One of the first fun issues I came across was handling objects that have special characters in their names. It’s rare, but since individual objects are all in their own files based on their object names, the OS doesn’t particularly like that, and caused some rather annoying errors every time the script ran. This is now handled by hex-encoding the special character and preceding that character with a comma in the file name.

For example: table|name becomes table,7cname.sql

This hopefully makes it easy to decode if needed by any other tools. It’s actually done internally in the tool when you want objects that were deleted to also have their files deleted on subsequent runs.

One issue that I still haven’t solved (and make note of in the source where it would possibly be handled) is that the signature for a function when you do a pg_restore -l is different for any comments that are also associated with that function if variables are named in the parameter list.

pg_restore -l pgdump.pgr
14663; 1255 16507 FUNCTION keith do_something(integer, text) postgres
48818; 0 0 COMMENT keith FUNCTION do_something(data_source_id integer, query text) postgres

Since looping back over the pg_restore -l list is how I find overloaded functions, ACLs and comments, it means it’s very hard to match those comments with those functions in all cases since PostgreSQL has variable types with spaces in them. If anyone has any solutions for this, I’d appreciate feedback. But this honestly seems like a bug to me since only the variable type in the parameter list is actually needed to uniquely identify a function. If it’s ok for the function definition itself, it should be ok for the associated comments as well.

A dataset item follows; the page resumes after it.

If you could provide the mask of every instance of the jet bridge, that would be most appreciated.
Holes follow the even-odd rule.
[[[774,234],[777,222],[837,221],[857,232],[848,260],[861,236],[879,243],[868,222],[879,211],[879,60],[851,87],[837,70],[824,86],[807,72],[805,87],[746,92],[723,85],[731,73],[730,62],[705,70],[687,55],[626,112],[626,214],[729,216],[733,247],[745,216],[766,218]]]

As I said in the beginning, I will hopefully get Git integration done as well. Another option I’m working on right now is a filter for objects where a role has permissions on it, not just ownership (which there is an option for!). For example, dump all objects that the role keith has permission on. Maybe even more specific permissions.

I hope others will find this as useful as I have. It’s one of my first large projects released into the public, so I’d appreciate any constructive feedback on code quality and bugs found. I’ve enjoyed working on it and learned a great deal in the process.